Secondly, in addition to mapping this diversity, the research will record the inconsistent implementation of supposedly uniform practices of migration governance, and the impact this has on migrants and the journeys the take.
This is specifically relevant in relation to the policy of finger printing. Under the Dublin Regulation, migrants are to be finger printed at the point of arrival in the EU, however, as this policy is not uniformly implemented, finger printing might occur elsewhere, which could have significant implications for migrant journeys and experiences.
Thirdly, the research will document these transitory dynamics of migration and governance through the production of a database or a “map”, which will be publicly accessible via the project website. The aim is to offer a comprehensive picture – including both quantitative figures and migrant narratives – that will be a useful tool and resource on the migration crisis for academics, practitioners and policy makers.

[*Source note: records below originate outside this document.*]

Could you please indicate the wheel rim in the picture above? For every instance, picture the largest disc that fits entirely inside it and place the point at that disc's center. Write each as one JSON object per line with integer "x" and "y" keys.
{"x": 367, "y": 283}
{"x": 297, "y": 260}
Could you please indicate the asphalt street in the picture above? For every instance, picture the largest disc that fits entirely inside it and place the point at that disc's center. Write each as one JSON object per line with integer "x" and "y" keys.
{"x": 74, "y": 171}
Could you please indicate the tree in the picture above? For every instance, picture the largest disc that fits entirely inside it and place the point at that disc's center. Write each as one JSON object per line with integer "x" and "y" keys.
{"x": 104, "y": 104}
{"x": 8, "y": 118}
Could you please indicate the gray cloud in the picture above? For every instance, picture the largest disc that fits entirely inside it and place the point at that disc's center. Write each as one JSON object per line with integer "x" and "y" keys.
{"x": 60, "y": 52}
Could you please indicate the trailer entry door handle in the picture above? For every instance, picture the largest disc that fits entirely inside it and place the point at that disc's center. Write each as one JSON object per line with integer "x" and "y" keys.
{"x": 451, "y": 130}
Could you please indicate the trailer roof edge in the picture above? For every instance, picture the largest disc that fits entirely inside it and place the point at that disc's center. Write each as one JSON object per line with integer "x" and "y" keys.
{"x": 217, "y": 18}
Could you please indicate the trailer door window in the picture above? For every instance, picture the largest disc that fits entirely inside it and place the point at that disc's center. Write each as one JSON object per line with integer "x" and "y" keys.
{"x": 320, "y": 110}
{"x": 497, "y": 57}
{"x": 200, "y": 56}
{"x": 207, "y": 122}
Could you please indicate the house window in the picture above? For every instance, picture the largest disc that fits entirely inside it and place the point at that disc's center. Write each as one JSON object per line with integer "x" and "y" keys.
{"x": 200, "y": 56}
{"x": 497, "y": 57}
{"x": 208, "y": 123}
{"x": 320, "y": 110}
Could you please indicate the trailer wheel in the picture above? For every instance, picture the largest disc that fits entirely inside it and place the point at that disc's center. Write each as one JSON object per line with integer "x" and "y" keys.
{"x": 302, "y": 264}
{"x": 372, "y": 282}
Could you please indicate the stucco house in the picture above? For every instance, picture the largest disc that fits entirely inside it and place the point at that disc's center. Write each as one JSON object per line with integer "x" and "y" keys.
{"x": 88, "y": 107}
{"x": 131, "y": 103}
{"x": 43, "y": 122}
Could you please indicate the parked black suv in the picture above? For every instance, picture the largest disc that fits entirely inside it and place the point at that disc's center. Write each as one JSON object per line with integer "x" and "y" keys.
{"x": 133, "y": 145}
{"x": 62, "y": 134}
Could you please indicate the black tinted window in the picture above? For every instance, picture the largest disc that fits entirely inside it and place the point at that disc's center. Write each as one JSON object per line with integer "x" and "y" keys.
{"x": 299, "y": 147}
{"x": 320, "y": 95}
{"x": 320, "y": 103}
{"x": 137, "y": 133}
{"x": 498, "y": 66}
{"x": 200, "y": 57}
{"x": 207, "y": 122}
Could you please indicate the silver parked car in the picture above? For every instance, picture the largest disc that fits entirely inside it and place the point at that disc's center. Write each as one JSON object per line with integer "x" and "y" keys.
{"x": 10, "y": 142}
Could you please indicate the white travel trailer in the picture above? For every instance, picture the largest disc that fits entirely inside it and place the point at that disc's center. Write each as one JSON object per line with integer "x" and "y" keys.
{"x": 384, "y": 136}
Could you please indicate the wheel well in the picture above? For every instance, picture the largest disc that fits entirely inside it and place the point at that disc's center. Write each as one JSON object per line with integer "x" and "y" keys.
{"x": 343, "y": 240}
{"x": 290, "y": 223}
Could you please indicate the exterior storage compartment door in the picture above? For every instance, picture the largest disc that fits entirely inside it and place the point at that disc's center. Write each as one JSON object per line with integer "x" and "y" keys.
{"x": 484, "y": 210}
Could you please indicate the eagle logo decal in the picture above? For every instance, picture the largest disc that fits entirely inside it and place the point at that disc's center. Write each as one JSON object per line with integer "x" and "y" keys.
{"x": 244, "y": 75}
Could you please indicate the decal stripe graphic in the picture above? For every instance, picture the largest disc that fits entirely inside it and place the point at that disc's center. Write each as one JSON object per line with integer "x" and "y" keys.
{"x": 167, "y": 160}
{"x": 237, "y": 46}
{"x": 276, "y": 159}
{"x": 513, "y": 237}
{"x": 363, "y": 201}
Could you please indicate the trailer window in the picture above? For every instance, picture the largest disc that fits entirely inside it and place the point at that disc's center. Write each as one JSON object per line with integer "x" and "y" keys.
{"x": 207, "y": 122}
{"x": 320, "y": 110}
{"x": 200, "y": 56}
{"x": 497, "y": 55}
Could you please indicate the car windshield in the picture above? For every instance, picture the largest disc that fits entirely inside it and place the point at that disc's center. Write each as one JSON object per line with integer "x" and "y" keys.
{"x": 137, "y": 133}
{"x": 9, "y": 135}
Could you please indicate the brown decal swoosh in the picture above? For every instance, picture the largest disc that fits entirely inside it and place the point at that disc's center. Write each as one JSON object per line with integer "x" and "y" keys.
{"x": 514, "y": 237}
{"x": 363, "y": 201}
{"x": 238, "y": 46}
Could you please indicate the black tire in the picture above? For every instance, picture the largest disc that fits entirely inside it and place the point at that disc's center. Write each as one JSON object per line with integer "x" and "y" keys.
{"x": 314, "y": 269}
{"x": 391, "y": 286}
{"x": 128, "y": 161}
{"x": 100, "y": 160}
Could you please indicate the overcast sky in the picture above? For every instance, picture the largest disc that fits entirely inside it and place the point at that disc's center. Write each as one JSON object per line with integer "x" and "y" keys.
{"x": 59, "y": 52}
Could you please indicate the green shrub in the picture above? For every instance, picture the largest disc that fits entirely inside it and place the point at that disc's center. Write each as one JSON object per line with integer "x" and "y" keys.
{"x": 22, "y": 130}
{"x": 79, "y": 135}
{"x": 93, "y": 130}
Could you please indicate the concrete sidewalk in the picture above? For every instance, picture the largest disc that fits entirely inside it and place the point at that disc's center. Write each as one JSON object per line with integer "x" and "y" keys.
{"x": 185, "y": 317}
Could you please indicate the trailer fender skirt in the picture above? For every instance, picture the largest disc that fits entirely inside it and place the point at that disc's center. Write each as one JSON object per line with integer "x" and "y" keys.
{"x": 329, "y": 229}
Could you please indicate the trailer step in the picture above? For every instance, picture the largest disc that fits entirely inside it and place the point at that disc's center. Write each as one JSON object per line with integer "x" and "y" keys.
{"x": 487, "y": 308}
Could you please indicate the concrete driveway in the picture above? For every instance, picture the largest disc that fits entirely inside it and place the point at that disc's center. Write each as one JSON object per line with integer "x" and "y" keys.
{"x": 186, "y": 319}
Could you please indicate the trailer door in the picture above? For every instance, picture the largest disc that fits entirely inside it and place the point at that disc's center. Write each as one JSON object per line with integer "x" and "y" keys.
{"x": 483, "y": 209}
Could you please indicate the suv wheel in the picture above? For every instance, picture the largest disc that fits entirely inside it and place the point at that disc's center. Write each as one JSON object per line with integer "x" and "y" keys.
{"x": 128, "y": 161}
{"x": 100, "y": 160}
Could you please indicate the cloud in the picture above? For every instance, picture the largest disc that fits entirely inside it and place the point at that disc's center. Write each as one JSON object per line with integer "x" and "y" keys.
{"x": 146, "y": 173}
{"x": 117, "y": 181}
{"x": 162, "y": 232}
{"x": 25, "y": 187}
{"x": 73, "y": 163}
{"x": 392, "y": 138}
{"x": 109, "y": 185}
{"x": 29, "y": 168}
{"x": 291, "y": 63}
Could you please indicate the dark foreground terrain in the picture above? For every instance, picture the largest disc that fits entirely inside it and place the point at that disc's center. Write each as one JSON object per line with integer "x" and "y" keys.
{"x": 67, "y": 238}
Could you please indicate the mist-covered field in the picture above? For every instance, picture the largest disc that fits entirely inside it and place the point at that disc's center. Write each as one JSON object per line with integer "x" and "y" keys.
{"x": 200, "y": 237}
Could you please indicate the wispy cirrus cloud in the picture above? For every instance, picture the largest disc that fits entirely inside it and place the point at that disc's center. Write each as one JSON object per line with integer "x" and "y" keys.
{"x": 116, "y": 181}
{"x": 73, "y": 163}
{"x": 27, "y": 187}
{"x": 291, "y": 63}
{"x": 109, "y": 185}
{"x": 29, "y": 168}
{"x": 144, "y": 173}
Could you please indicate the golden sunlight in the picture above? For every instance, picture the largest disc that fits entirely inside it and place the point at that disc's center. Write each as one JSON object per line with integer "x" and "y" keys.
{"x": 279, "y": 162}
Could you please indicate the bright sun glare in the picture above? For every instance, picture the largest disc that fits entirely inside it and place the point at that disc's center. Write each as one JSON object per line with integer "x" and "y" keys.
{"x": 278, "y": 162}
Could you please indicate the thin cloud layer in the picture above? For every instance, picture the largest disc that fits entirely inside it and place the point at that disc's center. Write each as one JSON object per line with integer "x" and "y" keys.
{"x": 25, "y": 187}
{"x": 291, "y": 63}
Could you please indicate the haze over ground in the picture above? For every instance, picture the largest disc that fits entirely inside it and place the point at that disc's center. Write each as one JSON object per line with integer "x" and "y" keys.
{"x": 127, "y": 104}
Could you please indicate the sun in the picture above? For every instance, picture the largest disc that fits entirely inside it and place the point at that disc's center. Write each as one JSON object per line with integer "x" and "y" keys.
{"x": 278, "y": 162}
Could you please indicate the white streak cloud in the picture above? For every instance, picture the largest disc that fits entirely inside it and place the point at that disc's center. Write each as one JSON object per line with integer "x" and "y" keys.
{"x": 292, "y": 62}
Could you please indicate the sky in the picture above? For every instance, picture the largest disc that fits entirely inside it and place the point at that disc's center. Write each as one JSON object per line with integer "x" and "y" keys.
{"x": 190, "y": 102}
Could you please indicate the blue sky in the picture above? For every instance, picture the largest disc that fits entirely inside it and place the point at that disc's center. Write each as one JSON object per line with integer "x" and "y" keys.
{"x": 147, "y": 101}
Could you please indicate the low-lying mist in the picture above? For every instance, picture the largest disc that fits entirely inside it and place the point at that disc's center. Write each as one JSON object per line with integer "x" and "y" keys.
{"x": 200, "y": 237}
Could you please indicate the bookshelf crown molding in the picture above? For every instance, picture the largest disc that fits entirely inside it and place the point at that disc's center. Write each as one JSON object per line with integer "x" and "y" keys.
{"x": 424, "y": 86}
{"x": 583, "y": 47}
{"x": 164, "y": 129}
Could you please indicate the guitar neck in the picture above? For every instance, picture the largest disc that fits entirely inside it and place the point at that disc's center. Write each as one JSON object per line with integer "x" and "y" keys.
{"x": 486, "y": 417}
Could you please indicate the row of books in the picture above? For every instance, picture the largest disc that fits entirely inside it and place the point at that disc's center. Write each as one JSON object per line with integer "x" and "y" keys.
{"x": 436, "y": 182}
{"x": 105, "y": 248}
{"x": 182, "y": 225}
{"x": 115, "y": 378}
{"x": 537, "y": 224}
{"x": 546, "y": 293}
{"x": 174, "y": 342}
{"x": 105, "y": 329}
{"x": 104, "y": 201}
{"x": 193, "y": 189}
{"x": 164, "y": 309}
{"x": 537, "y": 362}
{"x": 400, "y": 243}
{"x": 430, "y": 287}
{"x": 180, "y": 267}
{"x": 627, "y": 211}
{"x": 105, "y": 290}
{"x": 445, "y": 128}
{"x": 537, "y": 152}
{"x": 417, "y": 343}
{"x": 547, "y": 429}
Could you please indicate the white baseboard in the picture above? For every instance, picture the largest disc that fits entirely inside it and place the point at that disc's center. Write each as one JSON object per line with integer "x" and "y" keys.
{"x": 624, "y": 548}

Finally, in addition to documenting the crisis, the research will propose a durable solution to it.
Specifically, the research will develop policy recommendations directly relevant to the European Agenda on Migration, recently announced by the EU Commission.
A key part of this Agenda is an agreement on relocation and resettlement of refugees on the basis of a complex distribution key.
However, these redistribution policies will only function in an effective and humanitarian manner if they are based not only on ‘objective’ quantitative measurements but also on the qualitative knowledge about migrant experiences and journeys produced by this research.